I'm shocked: this afternoon I went to see a film that I felt sure was one of the
Top 100 - but actually isn't. Once Upon a Time in America is -and with good reason, it's one of the finest four hour movies I know. But The Good, the Bad and the Ugly? Parently not. But you should grab any opportunity to see it on the big screen.
CXII: Il Buono, Il brutto, Il Cattivo (The Good, the Bad and the Ugly, Sergio Leone, 1966)
And if you'd asked me I would have said I've seen it before, except I don't think I have, or at least I definitely haven't seen this 2003 restored cut at 168 minutes - any version I would have seen would have had less of a couple of torture scenes and less civil war context. Go figure.
The Good (Clint Eastwood) is making a living from collecting the reward for the wanted Ugly (Eli Walach) and rescuing him at the last minute by shooting the hanging rope. Ugly learns from a dying man that a large amount of money has been buried in a graveyard, but not precisely where, and the Good learns which grave it is in but not which graveyard. The two have to learn to trust each other when rampant greed means that they'd rather have all the money for themselves. Their quest is made more complicated by a) the American Civil War being in the way and b) the Bad (Lee Van Cleef) has found out about the gold and will stop at nothing to get it.
This has incredibly powerful camera work - great, wide angle shots of landscapes through which men walk, interspersed with close ups of eyes and foreheads. There seems to be a rule that what is not on camera cannot be seen until it is - more than once the cameras suddenly stumbled across of camp or a hospital or a graveyard, which was not there in the previous shot. I've never actually given much thought to how the American Civil War was fought - too early for trench warfare, too late for bow and arrows, I assume, so calvery charges and such? Here it looks like a very modern version of war - villages bombed out like in the second world war (from canon fire), and field hospitals. Medical assistance seems to be alcohol and cotton wool. There's a big set piece involving a bridge - which did feel familiar - after a pointlessness of war speech.
It has only just struck me that this is likely the sort of Western Whedon had in mind for Firefly - there are constantly moments where the Good and the Ugly appear to betray each other or don't come through for each other, but they seem to in the end. It's Mal and Jane, although I'm not sure how far Mal is Good and Jane Ugly or vice versa.
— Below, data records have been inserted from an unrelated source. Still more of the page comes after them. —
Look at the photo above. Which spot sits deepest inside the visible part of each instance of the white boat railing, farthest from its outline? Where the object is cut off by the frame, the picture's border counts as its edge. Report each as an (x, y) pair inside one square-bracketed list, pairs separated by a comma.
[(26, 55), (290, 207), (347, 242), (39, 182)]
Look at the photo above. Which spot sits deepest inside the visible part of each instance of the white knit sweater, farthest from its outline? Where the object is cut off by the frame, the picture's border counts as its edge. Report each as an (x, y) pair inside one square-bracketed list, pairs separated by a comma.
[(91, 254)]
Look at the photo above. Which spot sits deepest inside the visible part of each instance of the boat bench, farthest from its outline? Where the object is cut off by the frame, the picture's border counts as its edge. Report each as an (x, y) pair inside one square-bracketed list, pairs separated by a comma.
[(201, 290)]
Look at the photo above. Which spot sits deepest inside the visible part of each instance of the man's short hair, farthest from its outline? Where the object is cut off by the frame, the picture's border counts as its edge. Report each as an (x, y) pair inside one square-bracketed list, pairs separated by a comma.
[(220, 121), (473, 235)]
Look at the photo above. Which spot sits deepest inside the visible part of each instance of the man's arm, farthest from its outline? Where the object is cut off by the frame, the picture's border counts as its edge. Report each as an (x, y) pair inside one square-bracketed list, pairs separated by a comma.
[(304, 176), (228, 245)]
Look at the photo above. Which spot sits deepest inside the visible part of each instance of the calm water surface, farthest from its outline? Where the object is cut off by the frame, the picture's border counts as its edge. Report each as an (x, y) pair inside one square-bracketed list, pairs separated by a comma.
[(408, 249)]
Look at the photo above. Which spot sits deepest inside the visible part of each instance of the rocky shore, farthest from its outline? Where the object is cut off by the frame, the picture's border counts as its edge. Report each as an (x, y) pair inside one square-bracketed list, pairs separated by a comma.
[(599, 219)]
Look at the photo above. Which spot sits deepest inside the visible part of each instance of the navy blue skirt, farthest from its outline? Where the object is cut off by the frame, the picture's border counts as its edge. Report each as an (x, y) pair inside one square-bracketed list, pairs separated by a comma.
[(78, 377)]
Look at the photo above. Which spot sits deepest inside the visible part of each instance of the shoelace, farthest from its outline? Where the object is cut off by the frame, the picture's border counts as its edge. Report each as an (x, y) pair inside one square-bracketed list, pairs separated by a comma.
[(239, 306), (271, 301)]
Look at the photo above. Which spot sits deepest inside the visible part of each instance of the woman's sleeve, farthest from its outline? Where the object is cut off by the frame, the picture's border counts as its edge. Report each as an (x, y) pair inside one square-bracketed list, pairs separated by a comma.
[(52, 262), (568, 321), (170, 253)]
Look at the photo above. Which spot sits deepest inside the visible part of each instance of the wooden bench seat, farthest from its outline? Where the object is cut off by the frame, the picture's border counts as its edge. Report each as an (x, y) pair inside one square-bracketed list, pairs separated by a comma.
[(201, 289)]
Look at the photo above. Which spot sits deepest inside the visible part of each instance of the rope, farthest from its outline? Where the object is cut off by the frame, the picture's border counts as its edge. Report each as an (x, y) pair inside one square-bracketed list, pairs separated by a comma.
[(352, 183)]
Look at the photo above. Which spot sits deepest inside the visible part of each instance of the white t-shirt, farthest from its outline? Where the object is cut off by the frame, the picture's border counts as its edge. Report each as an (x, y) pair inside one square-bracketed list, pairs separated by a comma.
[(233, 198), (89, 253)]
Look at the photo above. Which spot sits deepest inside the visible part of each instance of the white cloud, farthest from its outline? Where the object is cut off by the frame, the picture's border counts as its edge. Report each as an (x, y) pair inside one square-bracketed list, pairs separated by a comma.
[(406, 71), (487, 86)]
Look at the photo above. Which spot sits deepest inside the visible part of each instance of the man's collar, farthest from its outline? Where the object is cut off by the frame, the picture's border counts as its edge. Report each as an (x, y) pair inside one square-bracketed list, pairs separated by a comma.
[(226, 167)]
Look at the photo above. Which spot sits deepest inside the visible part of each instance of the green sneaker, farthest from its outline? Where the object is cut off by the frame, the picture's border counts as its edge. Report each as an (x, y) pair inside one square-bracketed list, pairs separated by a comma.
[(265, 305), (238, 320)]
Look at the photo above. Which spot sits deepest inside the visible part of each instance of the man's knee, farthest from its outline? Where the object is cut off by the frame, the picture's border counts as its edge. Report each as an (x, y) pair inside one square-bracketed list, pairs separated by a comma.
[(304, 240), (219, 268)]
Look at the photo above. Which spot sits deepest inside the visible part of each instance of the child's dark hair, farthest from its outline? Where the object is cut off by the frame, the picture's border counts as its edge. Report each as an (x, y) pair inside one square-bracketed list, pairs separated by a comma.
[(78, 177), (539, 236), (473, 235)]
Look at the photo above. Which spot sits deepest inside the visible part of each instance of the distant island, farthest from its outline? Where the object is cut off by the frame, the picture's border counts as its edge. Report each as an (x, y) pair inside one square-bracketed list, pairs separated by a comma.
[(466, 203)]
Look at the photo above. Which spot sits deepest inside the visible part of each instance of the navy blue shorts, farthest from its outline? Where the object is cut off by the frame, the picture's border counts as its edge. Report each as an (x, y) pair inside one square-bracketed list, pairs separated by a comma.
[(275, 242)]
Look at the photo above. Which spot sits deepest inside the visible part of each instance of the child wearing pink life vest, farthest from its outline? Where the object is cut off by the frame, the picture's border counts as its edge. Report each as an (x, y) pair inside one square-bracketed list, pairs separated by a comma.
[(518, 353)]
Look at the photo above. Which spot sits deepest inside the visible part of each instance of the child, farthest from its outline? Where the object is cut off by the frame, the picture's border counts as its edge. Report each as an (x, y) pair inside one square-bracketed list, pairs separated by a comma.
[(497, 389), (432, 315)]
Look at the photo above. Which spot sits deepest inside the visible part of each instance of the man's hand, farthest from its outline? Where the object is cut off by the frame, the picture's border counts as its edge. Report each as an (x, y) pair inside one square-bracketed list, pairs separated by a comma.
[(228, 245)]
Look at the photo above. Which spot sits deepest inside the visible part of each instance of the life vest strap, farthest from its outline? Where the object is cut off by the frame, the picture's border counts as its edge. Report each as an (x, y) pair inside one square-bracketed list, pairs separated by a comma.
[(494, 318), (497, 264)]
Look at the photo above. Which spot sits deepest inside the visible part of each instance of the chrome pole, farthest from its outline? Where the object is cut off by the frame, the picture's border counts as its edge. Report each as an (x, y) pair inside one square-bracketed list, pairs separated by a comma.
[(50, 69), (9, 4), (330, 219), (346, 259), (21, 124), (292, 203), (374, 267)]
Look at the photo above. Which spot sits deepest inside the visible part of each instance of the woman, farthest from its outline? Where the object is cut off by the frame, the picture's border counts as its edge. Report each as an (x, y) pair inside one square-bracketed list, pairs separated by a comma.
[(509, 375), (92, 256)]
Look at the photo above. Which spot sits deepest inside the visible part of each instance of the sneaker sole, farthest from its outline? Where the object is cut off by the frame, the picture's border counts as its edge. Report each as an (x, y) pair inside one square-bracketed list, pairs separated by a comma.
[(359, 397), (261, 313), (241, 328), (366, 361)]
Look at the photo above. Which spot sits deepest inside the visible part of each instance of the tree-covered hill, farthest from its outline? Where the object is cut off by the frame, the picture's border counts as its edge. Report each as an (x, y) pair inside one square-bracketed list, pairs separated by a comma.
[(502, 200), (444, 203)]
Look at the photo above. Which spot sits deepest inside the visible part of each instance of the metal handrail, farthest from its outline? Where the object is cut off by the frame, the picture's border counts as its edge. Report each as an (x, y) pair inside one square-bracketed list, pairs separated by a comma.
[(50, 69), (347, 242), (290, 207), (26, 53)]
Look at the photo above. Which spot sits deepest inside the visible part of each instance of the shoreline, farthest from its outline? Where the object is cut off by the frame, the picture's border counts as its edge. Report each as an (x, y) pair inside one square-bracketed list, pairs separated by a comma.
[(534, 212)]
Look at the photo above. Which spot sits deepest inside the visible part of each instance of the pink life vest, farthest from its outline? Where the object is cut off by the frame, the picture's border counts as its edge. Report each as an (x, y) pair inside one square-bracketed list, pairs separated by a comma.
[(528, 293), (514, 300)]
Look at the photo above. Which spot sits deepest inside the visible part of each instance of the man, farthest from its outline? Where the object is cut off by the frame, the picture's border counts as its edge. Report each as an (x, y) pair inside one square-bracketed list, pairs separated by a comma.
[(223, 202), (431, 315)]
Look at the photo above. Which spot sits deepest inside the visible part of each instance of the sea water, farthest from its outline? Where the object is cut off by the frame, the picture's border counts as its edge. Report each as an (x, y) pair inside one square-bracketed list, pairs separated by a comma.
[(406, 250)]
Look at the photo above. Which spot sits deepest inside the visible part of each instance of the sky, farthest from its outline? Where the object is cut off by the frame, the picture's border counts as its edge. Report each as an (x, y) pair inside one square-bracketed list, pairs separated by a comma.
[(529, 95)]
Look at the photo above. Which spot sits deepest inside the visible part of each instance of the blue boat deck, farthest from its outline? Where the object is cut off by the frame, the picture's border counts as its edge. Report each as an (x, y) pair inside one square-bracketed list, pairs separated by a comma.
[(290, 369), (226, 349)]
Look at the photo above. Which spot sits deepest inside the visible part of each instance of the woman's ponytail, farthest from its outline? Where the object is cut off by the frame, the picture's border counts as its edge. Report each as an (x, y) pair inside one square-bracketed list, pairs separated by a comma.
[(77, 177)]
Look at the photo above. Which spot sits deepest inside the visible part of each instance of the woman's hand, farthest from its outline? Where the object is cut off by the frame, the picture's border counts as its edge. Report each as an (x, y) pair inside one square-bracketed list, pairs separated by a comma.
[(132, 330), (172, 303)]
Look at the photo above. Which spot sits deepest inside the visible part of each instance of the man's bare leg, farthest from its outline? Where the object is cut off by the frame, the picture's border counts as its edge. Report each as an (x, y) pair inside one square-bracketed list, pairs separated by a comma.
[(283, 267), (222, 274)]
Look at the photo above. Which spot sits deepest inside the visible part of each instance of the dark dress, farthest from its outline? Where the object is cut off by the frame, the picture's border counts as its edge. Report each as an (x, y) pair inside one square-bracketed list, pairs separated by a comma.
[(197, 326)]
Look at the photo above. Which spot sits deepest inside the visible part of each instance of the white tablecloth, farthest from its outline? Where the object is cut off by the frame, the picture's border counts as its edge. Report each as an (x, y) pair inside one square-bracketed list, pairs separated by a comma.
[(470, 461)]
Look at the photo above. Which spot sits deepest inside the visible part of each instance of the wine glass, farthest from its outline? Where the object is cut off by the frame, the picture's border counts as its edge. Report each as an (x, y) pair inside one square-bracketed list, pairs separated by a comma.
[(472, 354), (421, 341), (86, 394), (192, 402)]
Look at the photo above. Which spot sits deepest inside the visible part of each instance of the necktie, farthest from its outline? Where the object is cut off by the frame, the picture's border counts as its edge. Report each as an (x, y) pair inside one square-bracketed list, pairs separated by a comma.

Of course women are pretty well sidelined throughout this - a wife early on, and a couple of towns folk, but that's it. Anyway, this is enough for me to crack out the Spaghetti Western boxset I have an (re-)watch A Fitsful of Dollars and For a Few Dollars More, and dig out A Fistful of Dynamite
Totals: 112 (Cinema: 44; DVD: 63; TV: 5)
I'm not discussing tv very consistently, but to just note I've finished season three (which is to say, four) of
Homicide: Life on the Street and started season four (which is to say five). Was it just me (yes!) or were the penultimate and ultimate episodes of season three (four) odd in continuity - Lewis was in ep. 21, but was being welcomed back from honeymoon in ep. 22. The wedding was earlier, surely.
Season four (five) have new titles which I don't like - foregrounding words like INVESTIGATION and FORENSICS and REPORT, just in case you mistake it for a cookery show. The video guy has made it to the credits as a featured character, which is good, and we've lost a female character (although they'd done apparently all they could with her for now. She eloped, apparently). A couple of characters missing the last season seem written out now, with space for a return. Permberton is dealing with the John Wells inspired melodrama at the end of the previous season, and a new female ME is introduced. Still good stuff.